KARIŞIK BİR TABLO VAR

Covid-19 dışında, erişkin ve çocuklarda üst solunum yolu enfeksiyonu yapan en az 4 corona virüsü türü daha var. Bu virüsler genel olarak mevsimsel grip gibi seyrediyor ve hafif şikayetlere yol açıyor. Bu mevsimsel corona virüslerine karşı antikor cevabı ortaya çıksa bile tekrar enfeksiyon geçirilebileceği biliniyor yani antikorlar koruyucu özellikte değil. Buna karşın SARS ve MERS corona virüsler,ne karşı gelişen antikorların ise en az birkaç yıl koruyucu olduğu biliniyor.

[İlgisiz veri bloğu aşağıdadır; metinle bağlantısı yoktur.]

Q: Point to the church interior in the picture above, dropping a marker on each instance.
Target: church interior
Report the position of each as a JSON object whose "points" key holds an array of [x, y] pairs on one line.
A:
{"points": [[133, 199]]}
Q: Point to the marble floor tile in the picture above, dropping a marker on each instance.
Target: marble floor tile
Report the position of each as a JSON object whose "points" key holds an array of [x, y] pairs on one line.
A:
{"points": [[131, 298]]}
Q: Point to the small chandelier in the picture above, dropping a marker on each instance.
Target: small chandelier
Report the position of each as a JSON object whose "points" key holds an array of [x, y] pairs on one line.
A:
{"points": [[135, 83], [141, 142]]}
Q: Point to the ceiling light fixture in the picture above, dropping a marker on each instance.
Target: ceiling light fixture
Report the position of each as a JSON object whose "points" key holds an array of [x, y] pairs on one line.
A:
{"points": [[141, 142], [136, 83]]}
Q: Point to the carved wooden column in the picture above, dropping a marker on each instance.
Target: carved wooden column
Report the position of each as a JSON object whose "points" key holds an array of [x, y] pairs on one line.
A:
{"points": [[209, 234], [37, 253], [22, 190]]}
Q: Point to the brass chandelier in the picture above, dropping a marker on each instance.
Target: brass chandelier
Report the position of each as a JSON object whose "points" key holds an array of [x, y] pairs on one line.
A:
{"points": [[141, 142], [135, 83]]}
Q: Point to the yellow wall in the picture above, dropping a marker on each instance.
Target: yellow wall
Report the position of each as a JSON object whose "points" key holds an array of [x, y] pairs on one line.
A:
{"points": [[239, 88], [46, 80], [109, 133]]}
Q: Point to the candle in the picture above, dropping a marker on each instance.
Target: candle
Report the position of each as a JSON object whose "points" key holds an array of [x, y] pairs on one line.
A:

Yani karşımızda karışık bir tablo var. Covid-19 antikor cevabı olarak diğer alışılmış enfeksiyonlara pek benzemiyor. Enfeksiyonlara karşı önce IgM, sonra IgG antikor cevabı ortaya çıkıyor. Covid-19'da ise IgM ve IgG antikorları genellikle birlikte yükselmeye başlıyor. Bu daha önce geçirilmiş corona virüsü enfeksiyonları sonucu olarak ortaya çıkan belek hücrelerinin varlığı ile açıklanıyor.

Covid-19 geçirenlerde antikor cevabı ve düzeyi sabit değil. Hastalığı hafif geçirenlerde antikor düzeyi az iken ağır geçirenlerde ve yaşlılarda antikor düzeyi yüksek olarak bulunuyor. Antikor düzeyinin yanı sıra antikor kalitesi de önemli. Gelişen antikorların bir kısmı virüse karşı koruyucu olmayabiliyor ve antikor düzeyi zaman içinde azalıyor. Bu da yeniden enfeksiyon ihtimalini akla getiriyor.

MASKE VE MESAFE KURALINA UYMAK ŞART

“Virüsün günümüze kadar binlerce kez mutasyona uğradığı biliniyor. Ancak şimdiye kadar ortaya çıkan mutasyonların virüsün bulaşıcılığında ve aktivitesinde bir değişiklik yaratmadığı düşünülüyor. Son bildirilen 4 vakada ilk hastalık ile ikinci hastalığa yol açan virüslerin genetik yapılarının farklı olduğu gösterildi.

Hem azalan antikor cevabı, hem de bu mutasyonlar yeniden enfeksiyona yol açabilir diye düşünülüyor fakat bu durum netleşmiş değil ve elde tekrar enfeksiyon geçirilebileceğine dair kesin olarak kanıtlanmış bir bilimsel veri yok. Peki ne yapmalıyız?

Öncelikle çok daha fazla test yapılarak hasta kişilerin izole edilmesi ve özellikle güvenlik görevlileri, sağlık personeli, kuryeler, şoförler, gişe memurları gibi riskli grupların taranması gerekir. Bunun dışında yine klasik olarak maske, mesafe ve hijyen kurallarına dikkat etmek ve bağışıklık sistemini güçlendirecek şekilde beslenmek ve yaşamak çok önemlidir.”